The second thing is you go to the bigger picture. Did the market move on us? Did the competitive landscape shift? Did an incumbent do something to slow us down or take us out? Did a smaller competitor that’s nimbler have something that we didn’t have? Who set the rules of engagement for this opportunity? Did we come in late or early? Were we aced out? Tactically, was it pricing? Was it our champion? Did it go up the food chain to procurement and they said, “We’re just going to buy this from Salesforce, theirs is good enough”?

Really vet out what happened here. This is fundamentally important, back to do we really have product market fit so I can hire the next 10 sales reps. If you still don’t know, don’t hire 10 more sales reps, you’ve got to figure this out. By the way, everybody gets involved in this. It’s incumbent on the CEO to make this a safe conversation across the exec team, not play the blame game.

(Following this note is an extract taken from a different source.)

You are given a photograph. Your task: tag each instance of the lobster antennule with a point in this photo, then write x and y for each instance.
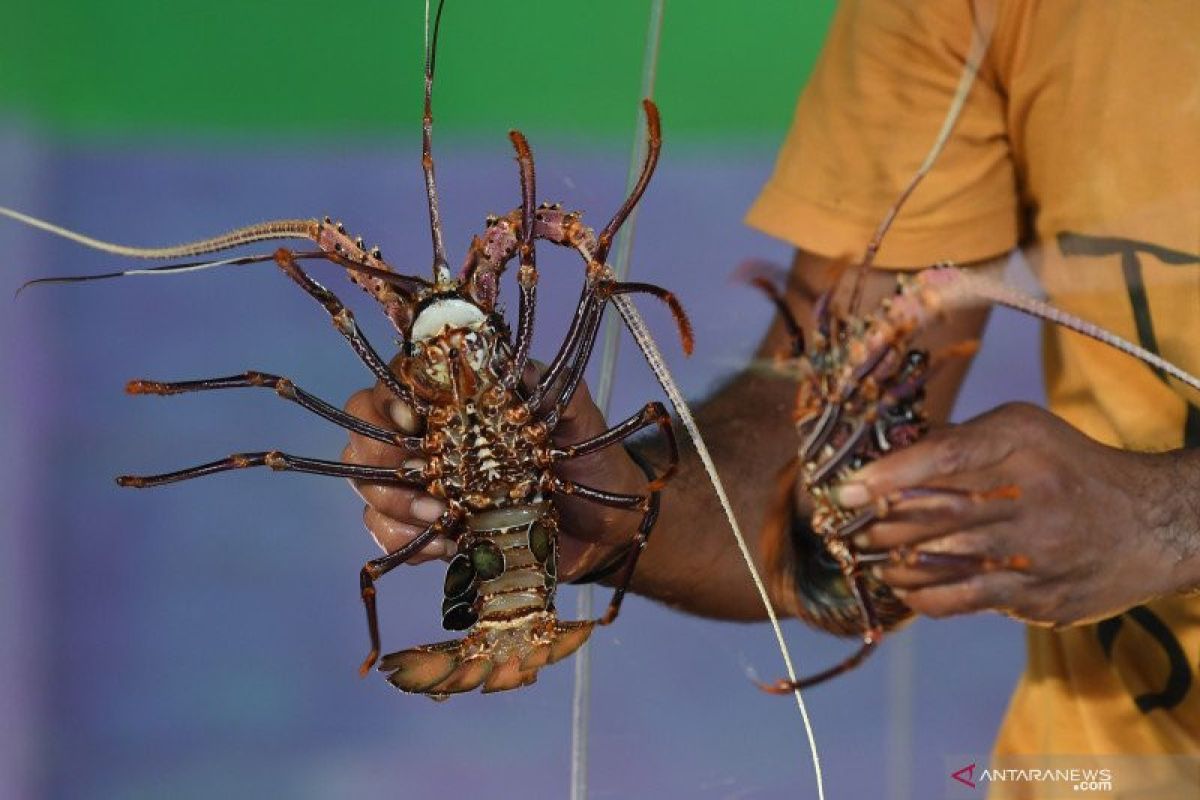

Marketing should know that three new competitors entered the frame, spoke to Gartner, and Gartner said, “Yeah, you should look at these other products”. The messaging, the positioning, the demo, all those things are incumbent on marketing. The website doesn’t have any customer success stories on it. Why not? You must create a safe environment to really unpack what went wrong and why we missed. The natural tendency is, “Let’s go just fire the sales leader”. Chances are it’s more than sales execution. Dig into it. As a CEO, call a couple customers and say: “Hey, Mr. CIO at Verizon, why didn’t you buy our product? I’m just trying to learn, trying to make my company better. What could we have done better?”. You don’t have time to do 20 of those. What you want is the objective answer such that you can course correct.

By the way, full circle, if it came back to a sales execution issue then you know what to do. If what you came back to is a product issue, you know what to do.